I think a dog (or other pet) is so important to PTSD sufferers. I have a Service Dog in Training but, short of that, your character could just have a pet. Somehow, just his presence has been so calming on my nerves. And I've heard positive stories from vets who've been calmed by a dog too; they have even gone so far as to say their dog SAVED their lives. After all, who's gonna take care of the dog if the sufferer isn't around to take care of them? The dog can alert the handler to possible triggers and interrupt dissociative behavior. Too bad they've outlawed Psychiatric Service Dogs in VA locations. That's just plain stupid. Grrrr. If you're interested in the dog angle, I would look on YouTube. There's a few stories on there of how dogs have helped vets.

That's my two cents, for what it's worth. As I said, I'm not a veteran, just someone who knows what PTSD can be like. Good luck with your story!


----------



## Plasticweld (Jul 6, 2014)

My experience with it is from the end, I have had two employees work for me who suffered from it, post Vietnam.  At the time little was know about it compared to today. 

I will offer this, both men enjoyed working in the woods because of the danger and the physical element involved. Both men at one point or another where over whelmed with different things, from stuff going on at home or a combination of things, I have never seen a single instance that pushed them over the edge. When the point came that they were overwhelmed they wanted to close up and retreat.  My tactics at the time; I was younger than both of them, was to go pick them up at their house and bring them to work with the understanding that I needed them it had nothing to do with what was bothering them, I was counting on them and would go out of business if they did not help.
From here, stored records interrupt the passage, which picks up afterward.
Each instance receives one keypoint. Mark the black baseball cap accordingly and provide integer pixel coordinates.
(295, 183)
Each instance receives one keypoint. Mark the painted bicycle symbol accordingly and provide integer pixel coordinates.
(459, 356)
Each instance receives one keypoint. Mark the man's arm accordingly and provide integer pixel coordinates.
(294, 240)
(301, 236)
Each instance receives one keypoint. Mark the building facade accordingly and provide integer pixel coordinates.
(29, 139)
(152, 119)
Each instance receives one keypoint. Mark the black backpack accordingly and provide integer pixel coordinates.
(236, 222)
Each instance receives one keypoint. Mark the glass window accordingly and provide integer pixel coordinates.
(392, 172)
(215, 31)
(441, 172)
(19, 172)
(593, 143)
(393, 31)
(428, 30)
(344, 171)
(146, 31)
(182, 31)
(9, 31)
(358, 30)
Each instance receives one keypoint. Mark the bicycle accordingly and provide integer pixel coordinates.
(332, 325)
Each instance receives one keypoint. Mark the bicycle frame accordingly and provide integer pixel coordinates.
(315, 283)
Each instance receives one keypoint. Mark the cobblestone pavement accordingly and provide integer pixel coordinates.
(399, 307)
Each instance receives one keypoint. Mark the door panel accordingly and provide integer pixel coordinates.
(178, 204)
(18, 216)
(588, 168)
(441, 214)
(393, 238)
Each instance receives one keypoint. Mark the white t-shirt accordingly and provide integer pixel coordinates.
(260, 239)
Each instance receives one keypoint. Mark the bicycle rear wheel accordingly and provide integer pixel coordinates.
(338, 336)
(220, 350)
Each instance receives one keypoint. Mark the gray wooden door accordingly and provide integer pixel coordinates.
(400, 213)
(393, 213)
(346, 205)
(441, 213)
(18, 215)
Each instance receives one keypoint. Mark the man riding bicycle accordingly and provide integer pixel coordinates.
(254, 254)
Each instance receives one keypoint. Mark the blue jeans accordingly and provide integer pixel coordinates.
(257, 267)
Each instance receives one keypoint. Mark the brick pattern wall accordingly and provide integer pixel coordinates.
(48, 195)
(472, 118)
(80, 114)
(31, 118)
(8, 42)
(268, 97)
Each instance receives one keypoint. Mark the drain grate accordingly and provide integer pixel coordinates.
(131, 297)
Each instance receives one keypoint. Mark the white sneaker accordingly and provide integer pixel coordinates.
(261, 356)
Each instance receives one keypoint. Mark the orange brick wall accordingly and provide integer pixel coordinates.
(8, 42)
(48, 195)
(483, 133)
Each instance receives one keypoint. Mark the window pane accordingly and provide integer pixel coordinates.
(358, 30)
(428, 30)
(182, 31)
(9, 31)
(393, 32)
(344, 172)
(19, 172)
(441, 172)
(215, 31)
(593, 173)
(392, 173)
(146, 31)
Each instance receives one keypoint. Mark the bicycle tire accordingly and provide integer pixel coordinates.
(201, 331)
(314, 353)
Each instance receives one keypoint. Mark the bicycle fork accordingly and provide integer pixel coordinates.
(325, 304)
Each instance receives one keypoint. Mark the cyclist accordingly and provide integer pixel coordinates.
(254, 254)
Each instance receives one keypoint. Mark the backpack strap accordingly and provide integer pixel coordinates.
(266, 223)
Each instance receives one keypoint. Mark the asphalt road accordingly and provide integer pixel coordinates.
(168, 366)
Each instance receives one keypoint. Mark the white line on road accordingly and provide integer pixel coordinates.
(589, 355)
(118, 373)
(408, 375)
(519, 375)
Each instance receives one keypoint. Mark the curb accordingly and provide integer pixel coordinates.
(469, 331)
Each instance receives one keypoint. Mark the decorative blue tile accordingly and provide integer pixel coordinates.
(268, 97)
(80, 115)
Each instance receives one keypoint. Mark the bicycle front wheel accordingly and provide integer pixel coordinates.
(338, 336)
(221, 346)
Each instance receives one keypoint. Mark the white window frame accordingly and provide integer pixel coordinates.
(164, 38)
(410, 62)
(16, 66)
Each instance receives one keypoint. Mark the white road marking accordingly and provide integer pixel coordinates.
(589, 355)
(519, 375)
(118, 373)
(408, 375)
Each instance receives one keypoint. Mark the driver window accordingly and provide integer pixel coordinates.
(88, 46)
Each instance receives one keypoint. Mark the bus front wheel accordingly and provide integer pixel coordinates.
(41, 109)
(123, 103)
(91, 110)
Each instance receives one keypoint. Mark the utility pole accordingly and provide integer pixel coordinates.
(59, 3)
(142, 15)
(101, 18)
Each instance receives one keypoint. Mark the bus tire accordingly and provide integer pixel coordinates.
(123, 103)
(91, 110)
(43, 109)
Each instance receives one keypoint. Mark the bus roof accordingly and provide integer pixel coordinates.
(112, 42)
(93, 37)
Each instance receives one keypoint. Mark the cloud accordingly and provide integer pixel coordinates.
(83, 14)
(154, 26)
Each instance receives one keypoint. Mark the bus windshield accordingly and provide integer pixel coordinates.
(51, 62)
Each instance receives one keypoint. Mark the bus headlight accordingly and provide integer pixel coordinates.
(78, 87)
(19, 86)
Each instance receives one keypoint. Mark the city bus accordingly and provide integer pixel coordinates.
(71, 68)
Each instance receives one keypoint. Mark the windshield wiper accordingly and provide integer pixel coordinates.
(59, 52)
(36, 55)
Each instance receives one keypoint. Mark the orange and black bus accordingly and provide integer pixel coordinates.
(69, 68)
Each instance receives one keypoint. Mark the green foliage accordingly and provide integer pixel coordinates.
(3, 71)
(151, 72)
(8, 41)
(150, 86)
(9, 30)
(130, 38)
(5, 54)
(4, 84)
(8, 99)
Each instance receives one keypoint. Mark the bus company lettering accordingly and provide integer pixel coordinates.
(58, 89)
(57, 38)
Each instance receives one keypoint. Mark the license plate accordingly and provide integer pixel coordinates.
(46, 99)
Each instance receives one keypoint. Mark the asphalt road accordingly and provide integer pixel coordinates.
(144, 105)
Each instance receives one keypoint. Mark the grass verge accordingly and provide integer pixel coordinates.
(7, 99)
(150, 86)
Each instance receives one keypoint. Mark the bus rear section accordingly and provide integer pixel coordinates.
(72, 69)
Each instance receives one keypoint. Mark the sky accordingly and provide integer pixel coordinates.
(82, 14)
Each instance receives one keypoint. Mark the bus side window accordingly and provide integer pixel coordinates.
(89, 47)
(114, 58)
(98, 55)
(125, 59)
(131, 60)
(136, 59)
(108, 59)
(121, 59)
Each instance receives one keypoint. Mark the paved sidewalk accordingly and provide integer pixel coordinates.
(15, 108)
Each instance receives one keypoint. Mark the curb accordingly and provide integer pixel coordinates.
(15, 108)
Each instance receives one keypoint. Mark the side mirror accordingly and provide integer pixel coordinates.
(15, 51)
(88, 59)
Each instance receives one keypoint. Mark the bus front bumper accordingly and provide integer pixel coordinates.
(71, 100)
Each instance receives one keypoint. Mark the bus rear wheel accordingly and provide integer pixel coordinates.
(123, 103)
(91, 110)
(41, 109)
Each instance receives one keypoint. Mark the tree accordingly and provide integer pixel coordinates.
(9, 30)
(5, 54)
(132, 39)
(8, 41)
Both men worked for me at different times, I found sympathy or understanding only seemed to make things worse, or have them always use the line " I would not understand"  Having always been kind of a hard ass pushing them came natural and always seemed to do more to get them out of their funk than anything else.  I have never found PTSD to be as debilitating as portrayed in movies and tv and thought it was always over played compared to  my limited experience with it.   For those who have been effected by, what gets you out of your funk when you slip into?


----------



## Emily Logan (Jul 7, 2014)

Questions about PTSD are really hard to answer, plastic. Because each of us handles the same situation differently; and each of us can only handle so much before we pop. That's what PTSD is. PTSD is like an umbrella that covers other health problems. For instance, I have Claustrophobia and Anxiety (general and social) that didn't exist before. I can also have night terrors about my loss and what happened. These are all problems in and of themselves but, because they occurred from what happened, are a part of my PTSD.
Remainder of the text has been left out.